Their annual water usage went from 299,221 gallons in a year with the grass, to 58,348 gallons per year once they stopped watering their lawn.
The city ended up charging one of the residents with a misdemeanor that carried a possible fine of $1,000 and up to 6 months in jail.
There's more to the story, of course, and you can click here to read the full article. The couple eventually agreed to the city's demands to plant more vegetation (because apparently mulching with wood chips just won't do). Click here to read the follow-up article.
It's almost disturbingly "retro" when things like this happen. So many cities (and individual citizens) are making sustainable choices, and yet some places (and individual people) seem determined to keep us locked in a 1950's technicolor suburbia.
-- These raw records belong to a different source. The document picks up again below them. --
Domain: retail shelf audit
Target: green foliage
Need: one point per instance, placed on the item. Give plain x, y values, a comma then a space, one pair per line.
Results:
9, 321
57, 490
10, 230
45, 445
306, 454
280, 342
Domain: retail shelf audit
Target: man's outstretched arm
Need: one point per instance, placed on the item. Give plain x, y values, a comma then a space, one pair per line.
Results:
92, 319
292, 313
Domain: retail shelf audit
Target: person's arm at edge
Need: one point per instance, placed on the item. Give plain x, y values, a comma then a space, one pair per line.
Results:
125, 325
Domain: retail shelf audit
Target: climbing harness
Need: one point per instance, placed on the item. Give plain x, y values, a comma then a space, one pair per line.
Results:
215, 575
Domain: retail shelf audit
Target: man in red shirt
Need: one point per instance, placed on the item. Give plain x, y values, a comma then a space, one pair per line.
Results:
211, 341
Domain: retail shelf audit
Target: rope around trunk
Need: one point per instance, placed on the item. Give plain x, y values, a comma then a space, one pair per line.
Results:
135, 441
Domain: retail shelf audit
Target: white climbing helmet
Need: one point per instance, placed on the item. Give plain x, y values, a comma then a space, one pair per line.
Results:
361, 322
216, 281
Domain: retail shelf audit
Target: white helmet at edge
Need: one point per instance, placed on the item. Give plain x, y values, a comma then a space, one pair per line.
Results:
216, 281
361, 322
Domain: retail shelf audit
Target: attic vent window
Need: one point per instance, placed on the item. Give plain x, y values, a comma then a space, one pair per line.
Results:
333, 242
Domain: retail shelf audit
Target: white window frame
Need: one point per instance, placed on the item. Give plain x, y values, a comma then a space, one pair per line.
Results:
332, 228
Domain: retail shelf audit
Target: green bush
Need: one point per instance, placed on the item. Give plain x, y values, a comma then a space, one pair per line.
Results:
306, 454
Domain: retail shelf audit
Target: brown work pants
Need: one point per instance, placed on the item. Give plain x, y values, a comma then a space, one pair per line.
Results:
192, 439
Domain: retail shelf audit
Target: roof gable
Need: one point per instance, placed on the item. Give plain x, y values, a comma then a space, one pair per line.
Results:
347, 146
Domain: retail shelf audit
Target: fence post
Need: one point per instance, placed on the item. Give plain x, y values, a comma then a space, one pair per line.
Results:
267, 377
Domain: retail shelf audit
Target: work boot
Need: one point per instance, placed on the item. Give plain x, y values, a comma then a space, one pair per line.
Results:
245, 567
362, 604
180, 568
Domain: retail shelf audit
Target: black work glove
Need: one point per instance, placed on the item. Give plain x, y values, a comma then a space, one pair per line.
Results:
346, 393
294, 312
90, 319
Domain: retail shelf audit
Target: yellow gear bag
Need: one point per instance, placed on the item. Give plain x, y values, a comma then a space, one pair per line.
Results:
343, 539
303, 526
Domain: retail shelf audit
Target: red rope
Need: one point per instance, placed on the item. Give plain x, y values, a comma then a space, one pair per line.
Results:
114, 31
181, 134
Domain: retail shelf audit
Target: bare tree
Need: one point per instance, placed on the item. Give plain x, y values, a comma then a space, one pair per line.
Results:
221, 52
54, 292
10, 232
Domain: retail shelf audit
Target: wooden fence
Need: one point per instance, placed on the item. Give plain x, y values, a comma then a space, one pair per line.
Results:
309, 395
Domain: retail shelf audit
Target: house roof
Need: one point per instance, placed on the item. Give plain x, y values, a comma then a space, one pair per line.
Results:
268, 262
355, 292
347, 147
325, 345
But as disheartening as stories like this one (and the episode in Greeley) can be, I believe they point to the fact that things are changing simply because the stories are so absurd. Whatever the reasons folks have for opposing these common-sense sustainable living choices (usually some antiquated notions about what will affect their property value) they're becoming vastly out-numbered and out-reasoned.
And speaking of property values, I have a friend who put his house up for sale in October 2009, even though he knew the market was in terrible shape. He and his wife allotted themselves 6 months to sell their house before moving out of state. By the way... his house came with a chicken coop in the backyard, raised garden beds, and it was equipped for solar.
Want to guess what happened? The house sold within a week at the full asking price. My friend and his wife ended up having to rent an apartment for 6 months so they'd have somewhere to live before moving out of state. Go figure.